La découverte la plus révélatrice fut que posséder les compétences pour utiliser la technologie ne signifiait pas automatiquement qu'une personne l'utiliserait. Le groupe des jeunes et diversifiés a prouvé qu'une haute compétence ne garantit pas l'engagement. Même s'ils pouvaient utiliser les outils, ils ne les utilisaient pas pour la santé. Les chercheurs ont découvert que ce groupe ne savait tout simplement pas où trouver des informations sur ces services ou comment commencer, et qu'il préférait obtenir de l'aide par des canaux en ligne comme des vidéos ou des guides de discussion (chat). En revanche, le groupe plus âgé avait besoin d'un type de soutien totalement différent. Ils préféraient apprendre par des interactions en face à face, comme des ateliers ou l'aide d'un membre de la famille, et s'appuyaient fortement sur des méthodes traditionnelles comme les téléphones fixes et les journaux locaux. Le groupe riche et d'âge moyen, qui utilisait déjà les services, souhaitait principalement des correctifs techniques rapides lorsque des problèmes survenaient, plutôt qu'une formation de base.

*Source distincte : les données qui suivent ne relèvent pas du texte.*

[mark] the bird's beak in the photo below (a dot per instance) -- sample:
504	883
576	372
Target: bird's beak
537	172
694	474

En cartographiant ces résultats sur un cadre utilisé pour comprendre le comportement humain, les chercheurs ont conclu que les barrières à la santé numérique ne sont pas seulement une question de compétences. Pour le groupe des jeunes, le problème n'était pas un manque de capacité, mais un manque de motivation ou d'habitude ; ils avaient besoin d'être incités à utiliser les services pour lesquels ils possédaient déjà les outils. Pour le groupe plus âgé, les barrières étaient physiques et sociales ; ils avaient besoin d'un meilleur accès aux appareils et d'une aide en personne pour renforcer leur confiance. L'étude suggère que les systèmes de santé ne peuvent pas résoudre le problème de l'exclusion numérique en se contentant d'enseigner à tout le monde comment utiliser un ordinateur. Au contraire, ils doivent reconnaître que différents groupes ont besoin de solutions différentes. Une stratégie qui fonctionne pour un jeune technophile, comme l'envoi d'un lien par courriel, échouera probablement pour un adulte plus âgé qui a besoin d'un guide imprimé et d'une personne amicale pour lui montrer la marche à suivre.

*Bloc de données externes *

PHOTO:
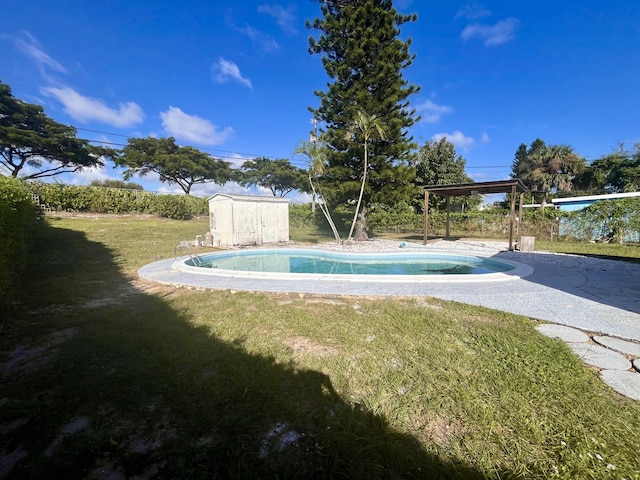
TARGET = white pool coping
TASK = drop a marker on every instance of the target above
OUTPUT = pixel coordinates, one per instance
(518, 271)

Les chercheurs ont souligné que leurs conclusions sont basées sur un instantané dans le temps et reposent sur ce que les gens disent pouvoir faire, plutôt que sur le test de leurs compétences réelles en laboratoire. Cependant, les modèles étaient clairs et cohérents. L'étude soutient que pour rendre la santé numérique véritablement équitable, les stratégies de mise en œuvre doivent être adaptées aux besoins spécifiques de ces segments de population. Il ne suffit pas de supposer que si vous construisez le pont numérique, les gens le traverseront. Certains ont besoin d'un pont construit avec des matériaux différents, tandis que d'autres ont besoin que quelqu'un les accompagne pour traverser en premier. En comprenant ces profils distincts, les systèmes de santé peuvent dépasser les solutions génériques et concevoir des systèmes de soutien qui correspondent réellement à la vie des personnes qu'ils tentent de servir.